Do znakowania używana jest substancja świecąca w ultrafiolecie. Na zabezpieczonych pomnikach umieszczane są naklejki z hasłem "DNA system" - nazwa metody nawiązuje do DNA, gdyż tak jak kod DNA jest indywidualny dla organizmu, tak kod naniesiony na metal jest indywidualny dla danego przedmiotu i pozwala go zidentyfikować.
System oparty jest na technologii opracowanej w Wielkiej Brytanii. Istotą metody jest wyprodukowany metodą laserową na zamówienie kod indywidualny dla każdego znakowanego przedmiotu. Składa się on z tysiąca do 20 tysięcy mikrocząsteczek. Każda z nich to poliestrowa kropka o średnicy 1 mm, będąca nośnikiem tego kodu. Kod może składać się z 21 znaków.

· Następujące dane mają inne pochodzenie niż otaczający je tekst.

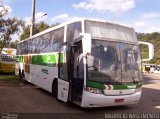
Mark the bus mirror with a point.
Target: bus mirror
(150, 49)
(86, 42)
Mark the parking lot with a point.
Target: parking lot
(24, 98)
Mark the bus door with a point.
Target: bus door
(76, 72)
(63, 82)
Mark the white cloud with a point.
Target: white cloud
(4, 8)
(39, 16)
(62, 18)
(114, 6)
(151, 15)
(153, 29)
(139, 23)
(147, 27)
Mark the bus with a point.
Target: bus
(89, 62)
(7, 60)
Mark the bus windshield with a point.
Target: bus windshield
(107, 63)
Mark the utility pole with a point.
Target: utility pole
(33, 18)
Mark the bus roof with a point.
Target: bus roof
(75, 20)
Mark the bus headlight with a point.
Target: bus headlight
(94, 90)
(138, 89)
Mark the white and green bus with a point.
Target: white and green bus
(7, 60)
(91, 63)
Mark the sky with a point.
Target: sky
(142, 15)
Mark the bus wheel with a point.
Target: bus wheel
(23, 77)
(55, 88)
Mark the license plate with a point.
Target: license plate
(118, 100)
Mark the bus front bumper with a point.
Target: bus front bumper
(101, 100)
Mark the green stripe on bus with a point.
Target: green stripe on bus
(45, 59)
(129, 86)
(95, 85)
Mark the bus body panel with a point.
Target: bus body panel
(99, 100)
(7, 60)
(41, 63)
(42, 76)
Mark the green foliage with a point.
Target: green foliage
(37, 28)
(153, 38)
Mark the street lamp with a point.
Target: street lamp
(33, 18)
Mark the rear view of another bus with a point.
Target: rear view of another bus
(7, 60)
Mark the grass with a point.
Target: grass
(9, 79)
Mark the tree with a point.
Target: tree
(8, 27)
(37, 28)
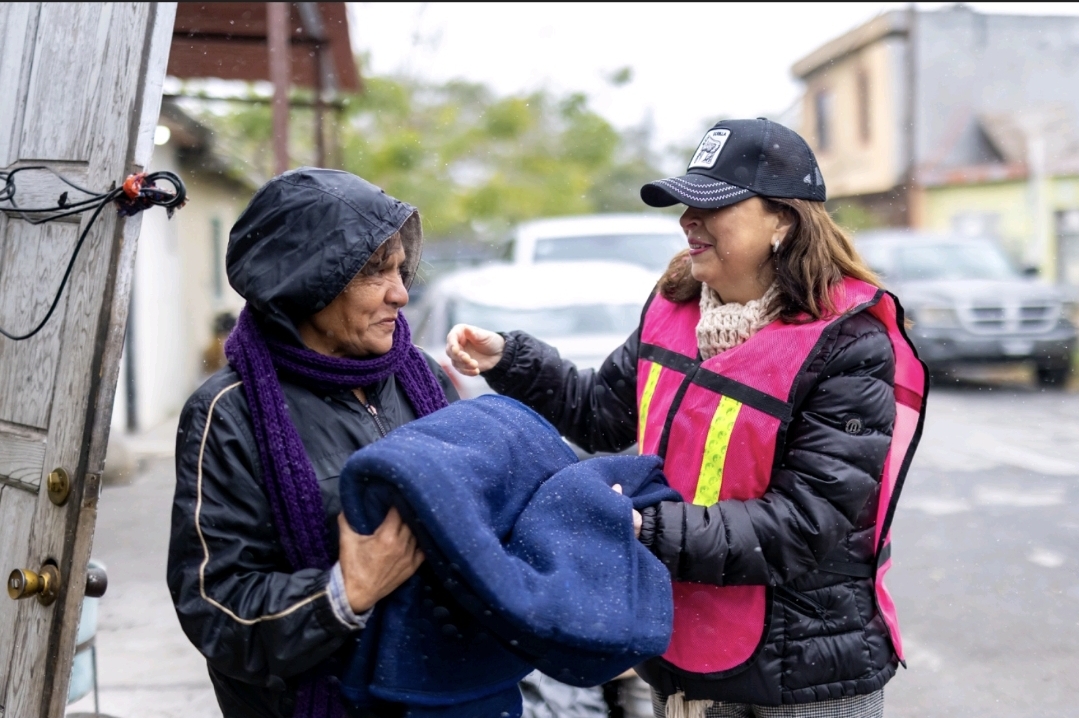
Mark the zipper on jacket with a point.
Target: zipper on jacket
(372, 409)
(802, 601)
(378, 421)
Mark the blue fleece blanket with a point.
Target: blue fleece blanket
(531, 563)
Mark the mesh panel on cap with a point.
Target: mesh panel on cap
(787, 167)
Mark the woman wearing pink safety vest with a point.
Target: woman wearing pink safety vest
(775, 378)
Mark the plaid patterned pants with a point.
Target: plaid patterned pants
(870, 705)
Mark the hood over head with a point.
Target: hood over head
(305, 234)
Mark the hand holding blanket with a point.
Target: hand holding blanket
(531, 561)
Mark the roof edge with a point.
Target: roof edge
(891, 23)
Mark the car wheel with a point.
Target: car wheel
(1053, 377)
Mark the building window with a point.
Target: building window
(823, 104)
(217, 262)
(863, 106)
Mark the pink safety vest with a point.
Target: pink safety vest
(720, 425)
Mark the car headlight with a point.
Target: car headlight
(1069, 311)
(936, 316)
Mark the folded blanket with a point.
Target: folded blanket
(531, 563)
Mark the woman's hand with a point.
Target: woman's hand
(373, 566)
(637, 515)
(473, 350)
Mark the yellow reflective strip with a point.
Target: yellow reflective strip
(650, 389)
(710, 479)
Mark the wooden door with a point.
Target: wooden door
(80, 90)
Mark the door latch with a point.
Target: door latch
(44, 584)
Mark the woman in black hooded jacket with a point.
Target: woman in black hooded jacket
(764, 258)
(270, 584)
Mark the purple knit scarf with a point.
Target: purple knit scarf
(287, 474)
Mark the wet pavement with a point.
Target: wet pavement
(986, 578)
(986, 550)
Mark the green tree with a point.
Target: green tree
(473, 162)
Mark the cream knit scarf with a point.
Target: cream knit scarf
(723, 326)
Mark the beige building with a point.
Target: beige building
(854, 111)
(953, 121)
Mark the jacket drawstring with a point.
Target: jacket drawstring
(679, 707)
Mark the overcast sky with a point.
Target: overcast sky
(692, 63)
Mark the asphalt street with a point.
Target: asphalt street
(986, 577)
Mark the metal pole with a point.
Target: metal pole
(277, 37)
(319, 107)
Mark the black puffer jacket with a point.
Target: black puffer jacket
(261, 625)
(824, 638)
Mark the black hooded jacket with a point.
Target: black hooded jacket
(824, 637)
(261, 625)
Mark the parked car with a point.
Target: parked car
(646, 240)
(970, 305)
(584, 309)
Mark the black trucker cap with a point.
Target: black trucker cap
(738, 159)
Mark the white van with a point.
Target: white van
(646, 240)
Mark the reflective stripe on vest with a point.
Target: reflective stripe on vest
(723, 422)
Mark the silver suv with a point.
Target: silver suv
(969, 305)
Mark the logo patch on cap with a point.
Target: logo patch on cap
(709, 149)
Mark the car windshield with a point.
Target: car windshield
(954, 261)
(650, 251)
(557, 322)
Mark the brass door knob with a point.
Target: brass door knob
(44, 584)
(97, 581)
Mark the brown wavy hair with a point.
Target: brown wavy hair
(816, 255)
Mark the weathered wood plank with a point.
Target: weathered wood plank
(92, 338)
(18, 27)
(22, 459)
(30, 267)
(16, 513)
(59, 120)
(39, 188)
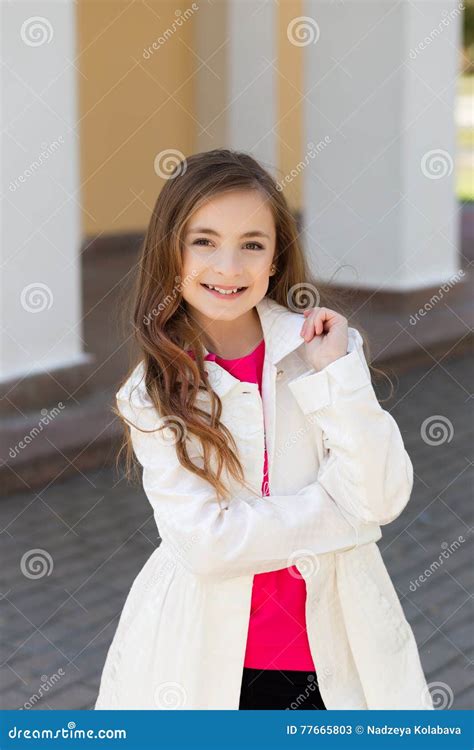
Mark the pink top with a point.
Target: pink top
(277, 637)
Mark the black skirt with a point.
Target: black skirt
(277, 689)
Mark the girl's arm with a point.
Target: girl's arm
(251, 535)
(367, 469)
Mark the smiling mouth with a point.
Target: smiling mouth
(220, 292)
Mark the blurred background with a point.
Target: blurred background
(364, 113)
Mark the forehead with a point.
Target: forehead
(235, 211)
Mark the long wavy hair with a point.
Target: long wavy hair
(172, 377)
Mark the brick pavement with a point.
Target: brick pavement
(98, 533)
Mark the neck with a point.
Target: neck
(231, 339)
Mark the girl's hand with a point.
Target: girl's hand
(326, 336)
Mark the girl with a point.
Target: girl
(270, 467)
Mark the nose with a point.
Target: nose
(228, 263)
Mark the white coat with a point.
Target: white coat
(338, 470)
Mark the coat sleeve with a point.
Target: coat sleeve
(366, 468)
(249, 534)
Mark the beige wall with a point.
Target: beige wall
(131, 108)
(290, 100)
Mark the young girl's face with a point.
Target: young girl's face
(228, 243)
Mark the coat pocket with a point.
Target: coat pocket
(374, 596)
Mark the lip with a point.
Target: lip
(224, 296)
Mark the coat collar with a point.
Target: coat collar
(281, 331)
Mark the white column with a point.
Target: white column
(40, 273)
(252, 78)
(379, 196)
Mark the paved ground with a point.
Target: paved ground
(94, 534)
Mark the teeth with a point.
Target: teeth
(222, 291)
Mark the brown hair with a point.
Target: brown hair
(173, 378)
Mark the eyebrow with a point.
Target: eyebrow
(206, 230)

Mikrocząsteczki nanoszone są na znakowany przedmiot z pojemnika aerozolowego. Kody objęte są tajemnicą. Noszą trwałe symbole literowe i cyfrowe - w tym przypadku specjalne dla Kielc. Odczytywanie tych kodów możliwe jest dzięki czytnikom, w które wyposażone zostaną policja i straż miejska. Za pomocą czytników możliwe będzie odnajdowanie skradzionych elementów pomników, tablic pamiątkowych oraz innych metalowych fragmentów miejskiej infrastruktury bezpośrednio u złodziei złomu, u paserów czy w punktach skupu metali. Trwałość kodu oceniana jest przez naukowców na 20 lat.
"Wydaje się, że ta propozycja jest supernowoczesna. Zaznaczymy kilkadziesiąt tablic, orłów, napisów na terenie miasta. To jest przestroga nie tylko dla złodziei, ale także dla tych, którzy skupują metale kolorowe, żeby się bardzo dobrze zastanowili, czy im się to opłaca. Nie powinni ryzykować, bo stracą koncesję i będą mieli problemy z wymiarem sprawiedliwości" - powiedział dziennikarzom prezydent Kielc Wojciech Lubawski.